Professor Martemyanov explained that stimulation with light excites these neurons by opening the channel that is normally kept shut by the G proteins in the dark.
"RGS7 and RGS11 facilitate the G protein inactivation, thus promoting the opening of the channel and allowing the ON-bipolar cells to transmit the light signal," he explained.
"It really takes a combined effort of two RGS proteins to help the light overcome the barrier for propagating the excitation that makes our dim vision possible."
In the second study, the experts unravelled another key aspect of the RGS7/RGS11 regulatory response when identifying a previously unknown pair of orphan G protein-coupled receptors (GPCRs) that interact with these RGS proteins and dictate their biological function.
GPCRs are a large family of more than 700 proteins, which sit in the cell membrane and sense various molecules outside the cell, including odours, hormones, neurotransmitters, and light.

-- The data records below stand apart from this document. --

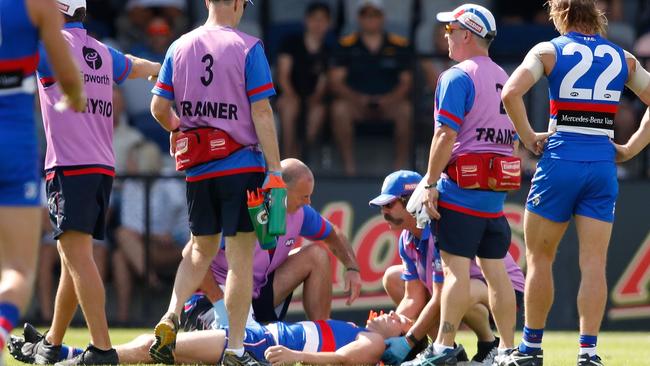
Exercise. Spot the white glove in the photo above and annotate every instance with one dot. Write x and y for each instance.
(415, 205)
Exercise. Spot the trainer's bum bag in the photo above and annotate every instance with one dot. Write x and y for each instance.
(486, 171)
(200, 145)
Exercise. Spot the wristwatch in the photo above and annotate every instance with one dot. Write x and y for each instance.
(412, 338)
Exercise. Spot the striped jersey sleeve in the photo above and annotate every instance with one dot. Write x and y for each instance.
(454, 98)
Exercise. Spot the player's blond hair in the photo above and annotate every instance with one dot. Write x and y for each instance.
(582, 15)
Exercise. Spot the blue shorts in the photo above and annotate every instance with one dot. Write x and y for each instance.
(20, 182)
(256, 340)
(472, 236)
(563, 188)
(78, 202)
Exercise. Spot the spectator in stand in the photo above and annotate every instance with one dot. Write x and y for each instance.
(49, 262)
(132, 26)
(302, 63)
(167, 225)
(434, 67)
(124, 135)
(371, 79)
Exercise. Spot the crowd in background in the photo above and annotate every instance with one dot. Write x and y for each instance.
(348, 79)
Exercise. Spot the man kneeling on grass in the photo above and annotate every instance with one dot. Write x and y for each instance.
(318, 342)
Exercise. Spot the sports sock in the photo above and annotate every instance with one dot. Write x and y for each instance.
(9, 315)
(237, 351)
(588, 344)
(441, 348)
(531, 341)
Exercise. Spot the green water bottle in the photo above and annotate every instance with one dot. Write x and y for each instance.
(277, 211)
(260, 219)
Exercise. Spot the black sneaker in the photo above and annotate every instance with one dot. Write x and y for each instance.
(586, 360)
(162, 350)
(33, 348)
(486, 352)
(231, 359)
(429, 358)
(516, 358)
(92, 356)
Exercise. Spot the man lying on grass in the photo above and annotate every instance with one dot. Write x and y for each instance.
(319, 342)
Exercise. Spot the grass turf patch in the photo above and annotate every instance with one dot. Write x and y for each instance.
(560, 348)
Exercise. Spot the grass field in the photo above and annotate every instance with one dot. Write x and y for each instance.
(560, 348)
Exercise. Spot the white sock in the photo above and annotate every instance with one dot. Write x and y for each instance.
(591, 351)
(237, 351)
(440, 348)
(503, 351)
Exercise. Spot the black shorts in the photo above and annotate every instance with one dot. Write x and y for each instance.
(263, 309)
(77, 201)
(218, 205)
(519, 319)
(471, 236)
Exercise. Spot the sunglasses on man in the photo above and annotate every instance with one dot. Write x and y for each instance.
(451, 27)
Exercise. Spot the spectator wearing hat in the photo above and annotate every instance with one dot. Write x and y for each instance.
(371, 80)
(302, 66)
(469, 222)
(415, 285)
(159, 37)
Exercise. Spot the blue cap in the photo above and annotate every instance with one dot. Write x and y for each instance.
(398, 184)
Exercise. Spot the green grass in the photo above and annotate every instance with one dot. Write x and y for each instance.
(560, 348)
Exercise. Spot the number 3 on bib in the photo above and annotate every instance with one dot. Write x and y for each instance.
(599, 91)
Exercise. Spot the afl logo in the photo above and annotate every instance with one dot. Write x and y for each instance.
(92, 58)
(263, 217)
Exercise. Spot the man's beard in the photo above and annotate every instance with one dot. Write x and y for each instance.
(393, 220)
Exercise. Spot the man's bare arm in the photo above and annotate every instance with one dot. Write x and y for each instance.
(46, 16)
(162, 111)
(415, 297)
(143, 68)
(341, 248)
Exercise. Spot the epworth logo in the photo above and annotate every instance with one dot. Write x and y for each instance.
(375, 246)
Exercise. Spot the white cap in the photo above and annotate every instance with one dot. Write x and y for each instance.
(377, 4)
(474, 17)
(68, 7)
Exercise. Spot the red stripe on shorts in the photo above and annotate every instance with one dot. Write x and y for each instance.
(328, 344)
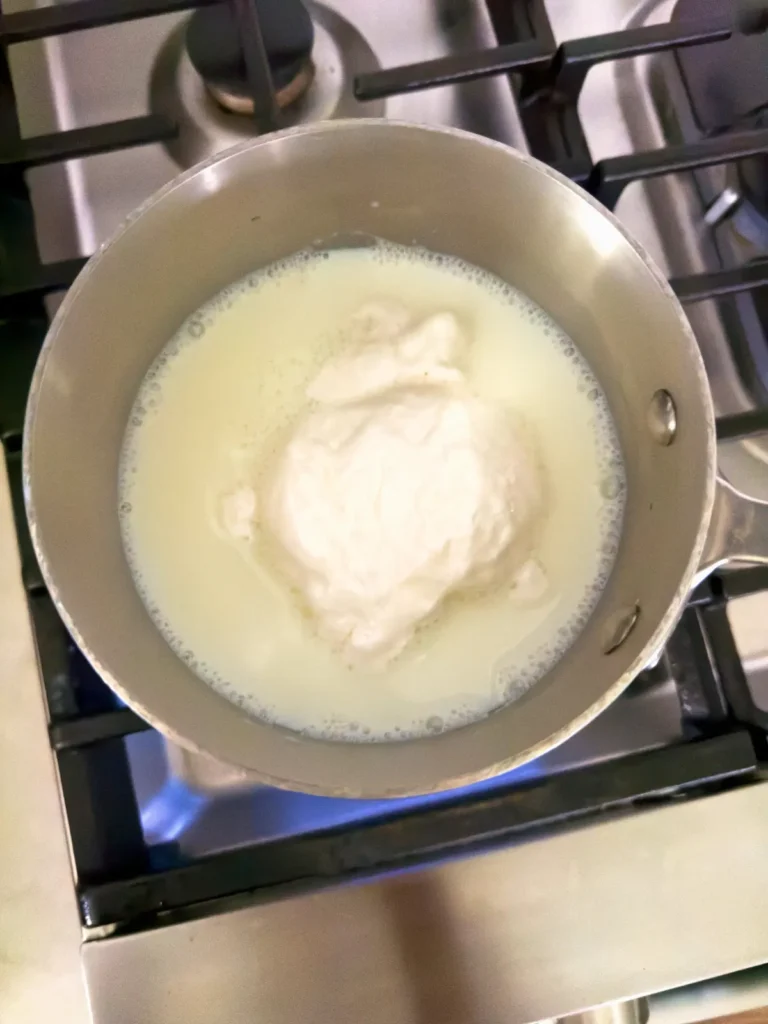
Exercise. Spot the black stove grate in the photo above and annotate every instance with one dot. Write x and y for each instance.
(122, 881)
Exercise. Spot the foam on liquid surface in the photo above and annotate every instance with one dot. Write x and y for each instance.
(214, 410)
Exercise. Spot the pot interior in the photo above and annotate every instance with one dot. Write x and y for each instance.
(454, 194)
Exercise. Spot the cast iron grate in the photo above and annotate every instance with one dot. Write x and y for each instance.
(121, 880)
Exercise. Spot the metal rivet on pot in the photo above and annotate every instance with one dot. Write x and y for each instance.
(619, 627)
(663, 418)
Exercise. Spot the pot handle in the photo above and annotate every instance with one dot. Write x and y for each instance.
(738, 530)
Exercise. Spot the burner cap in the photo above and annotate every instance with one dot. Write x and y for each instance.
(214, 48)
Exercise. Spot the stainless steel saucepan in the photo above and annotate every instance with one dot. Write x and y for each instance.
(453, 193)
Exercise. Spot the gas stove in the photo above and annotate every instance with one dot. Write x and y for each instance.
(658, 109)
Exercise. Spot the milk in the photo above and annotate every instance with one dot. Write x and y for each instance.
(213, 414)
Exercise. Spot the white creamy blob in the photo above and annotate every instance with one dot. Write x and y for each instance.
(401, 487)
(371, 494)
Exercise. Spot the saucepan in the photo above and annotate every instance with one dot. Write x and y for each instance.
(453, 193)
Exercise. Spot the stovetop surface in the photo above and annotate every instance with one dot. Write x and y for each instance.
(685, 722)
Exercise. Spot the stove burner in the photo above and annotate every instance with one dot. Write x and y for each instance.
(213, 42)
(238, 102)
(728, 90)
(199, 83)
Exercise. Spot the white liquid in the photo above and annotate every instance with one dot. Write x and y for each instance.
(215, 409)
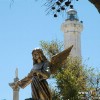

After binding these molecules, GPCRs trigger the appropriate response inside the cell, but in the case of many GPCRs the activating molecules have not yet been identified and these are called “orphan” receptors.
The experts found that two orphan GPCRs - GPR158 and GPR179 - recruit RGS proteins and thus help serve as brakes for the conventional GPCR signalling, rather than play an active signalling role.
In the case of retinal ON-bipolar cells, GPR179 is required for the correct localisation of RGS7 and RGS11.
According to the experts, their mistargeting in animal models lacking GPR179 or human patients with mutations in the GPR179 gene may account for their night blindness.
Professor Martemyanov said it is intriguing that, in the brain GPR158 appears to play a similar role in localising RGS proteins, but instead of contributing to vision, it helps RGS proteins regulate the m-opioid receptor, a GPCRs that mediates pleasurable and painkilling effects of opioids.
"We are really in the very beginning of unravelling this new biology and understanding the role of discovered orphan GPR158/179 in regulation of neurotransmitter signalling in the brain and retina," the expert explained.
"The hope is that better understanding of these new molecules will lead to the design of better treatments for addictive disorders, pain, and blindness."